Makary cathedrals finally formed canonization procedure for solving the conciliar bishops and with the approval of the primate of the Church. Initially, researchers believed that only consolidated data Cathedrals liturgical celebration of the saints, the former previously Locally, in the church-wide scale. The notion that made a number of cathedrals canonization of saints, is available in Metropolitan Macarius (Bulgakov), but the first time that they were intended only canonized saints, wrote historian Vasily Klyuchevsky. Modern scholars believe that these churches were rather liturgical than kanonizatsionnymi - that is, had not intended to glorify the new saints as their veneration known in dosoborny period and systematization of data hagiography of saints and their approval hymnography.

== Council of 1547 ==
The Council of 1547 opened on February 26, the week of the Triumph of Orthodoxy. The list of saints glorified at the council is known from the council decree on the celebration of saints. It has been preserved in three lists, which differ significantly from each other (the number of canonized saints varies from 11 to 14 in relation to general church saints, the number of locally venerated saints in all lists is the same - 9). According to the research of historian Yevgeny Golubinsky, the following saints were canonized by the council:

|  | General Church saints | Locally venerated saints |
|---|---|---|
| Common to all lists of the decree | Jonah of Moscow; John of Novgorod; Pafnuty Borovsky; Nikon of Radonezh; Makarii Kalyazinsky; Mikhail Klopsky; Zosimas of Solovki; Sabbatius of Solovki; Pavel Obnorsky; Dionysius Glushitsky; Alexander Svirsky; | Maxim of Moscow, the holy fool; Prince Constantine of Murom and his sons Feodor and Mikhail; Peter and Fevronia of Murom; Arseny Tverskoy; Procopius of Ustyug; John of Ustyug; |
| Specified in various versions of the decree | Alexander Nevsky; Nicetas of Novgorod; Sabbas of Storozhi; |  |

All saints glorified by this council for general church veneration are called miracle workers, with Jonah, John, Paphnutius, and Macarius being called great miracle workers, and the rest new. It is especially noted in the act that the canonization of Alexander Nevsky took place “with every test of miracles occurring from the honorable reliquary.”

== Council of 1549 ==
The act of the Council of 1549 has not survived. It is known from the speech of Tsar Ivan IV to the Stoglav Synod of 1551, and the list of canonized persons was determined by Yevgeny Golubinsky based on a comparison of the full list of saints canonized by Macarius with the decree of the Council of 1547. Since this council did not divide saints into those universally venerated and those locally venerated, researchers distinguish among the 16 saints canonized at it those who already had local veneration and new ones.

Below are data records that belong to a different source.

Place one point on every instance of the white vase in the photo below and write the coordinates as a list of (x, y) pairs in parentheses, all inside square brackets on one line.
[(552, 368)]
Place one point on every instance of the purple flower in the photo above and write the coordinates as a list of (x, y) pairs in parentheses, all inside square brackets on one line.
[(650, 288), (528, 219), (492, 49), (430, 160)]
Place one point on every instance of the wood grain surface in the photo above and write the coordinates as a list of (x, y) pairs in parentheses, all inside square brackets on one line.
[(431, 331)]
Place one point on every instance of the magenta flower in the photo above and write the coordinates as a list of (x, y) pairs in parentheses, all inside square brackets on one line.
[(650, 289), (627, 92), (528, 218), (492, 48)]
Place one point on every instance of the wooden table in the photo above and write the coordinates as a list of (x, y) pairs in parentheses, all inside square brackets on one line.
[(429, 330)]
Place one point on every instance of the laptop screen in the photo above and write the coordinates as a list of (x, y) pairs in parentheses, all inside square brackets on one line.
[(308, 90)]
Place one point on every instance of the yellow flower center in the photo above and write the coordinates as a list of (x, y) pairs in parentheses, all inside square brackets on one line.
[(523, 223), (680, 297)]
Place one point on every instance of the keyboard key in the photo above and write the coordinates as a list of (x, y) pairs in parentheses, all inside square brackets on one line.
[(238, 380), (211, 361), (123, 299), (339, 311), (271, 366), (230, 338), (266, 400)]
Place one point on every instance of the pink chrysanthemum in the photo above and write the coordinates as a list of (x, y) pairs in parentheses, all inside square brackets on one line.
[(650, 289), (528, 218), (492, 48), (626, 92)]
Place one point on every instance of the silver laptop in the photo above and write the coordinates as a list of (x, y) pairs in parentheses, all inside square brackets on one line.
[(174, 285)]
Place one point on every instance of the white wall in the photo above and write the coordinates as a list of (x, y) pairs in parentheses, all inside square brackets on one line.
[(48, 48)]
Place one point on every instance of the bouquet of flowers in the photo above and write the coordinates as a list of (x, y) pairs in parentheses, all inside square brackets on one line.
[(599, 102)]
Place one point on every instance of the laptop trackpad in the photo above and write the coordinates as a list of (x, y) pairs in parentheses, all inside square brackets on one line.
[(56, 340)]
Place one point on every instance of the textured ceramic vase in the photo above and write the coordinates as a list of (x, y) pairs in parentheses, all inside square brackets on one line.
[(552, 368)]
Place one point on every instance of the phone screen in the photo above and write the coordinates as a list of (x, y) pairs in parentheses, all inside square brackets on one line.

| Those who had the status of locally venerated | Newly glorified saints |
|---|---|
| Euthymius II of Novgorod; Jacob of Rostov; Stefan Permsky; Vsevolod of Pskov; Mikhail Tverskoy; Abraham of Smolensk; Vilnius Martyrs Anthony, John, and Eustathius; Euthymius of Suzdal; Savva Vishersky; Ephraim Perekomsky; | Niphont of Novgorod; Jonah of Novgorod; Grigory Pelshemsky; Euphrosynus of Pskov; |

== Feast day ==
In memory of the canonization of the saints at the Makaryev Sobors, a feast day was established: the Feast of Russian Miracle Workers, glorified by Saint Macarius in 1547 and 1549. After the canonization of the saints at the Makaryev Sobors, a monk of the Spaso-Evfimiev Suzdal Monastery, Gregory, composed a service in which all Russian saints were collectively glorified. In the canon, after listing the names of all-Russian saints, glorified even earlier, there follow the names of saints canonized at the Councils of 1547 and 1549. The lives of the glorified saints were included in the second and third editions of the Great Menaion Reader, the Dormition and Tsar's lists.

The celebration of the council takes place on July 16 (New Style July 29), the day after the memory of Saint Vladimir the Great.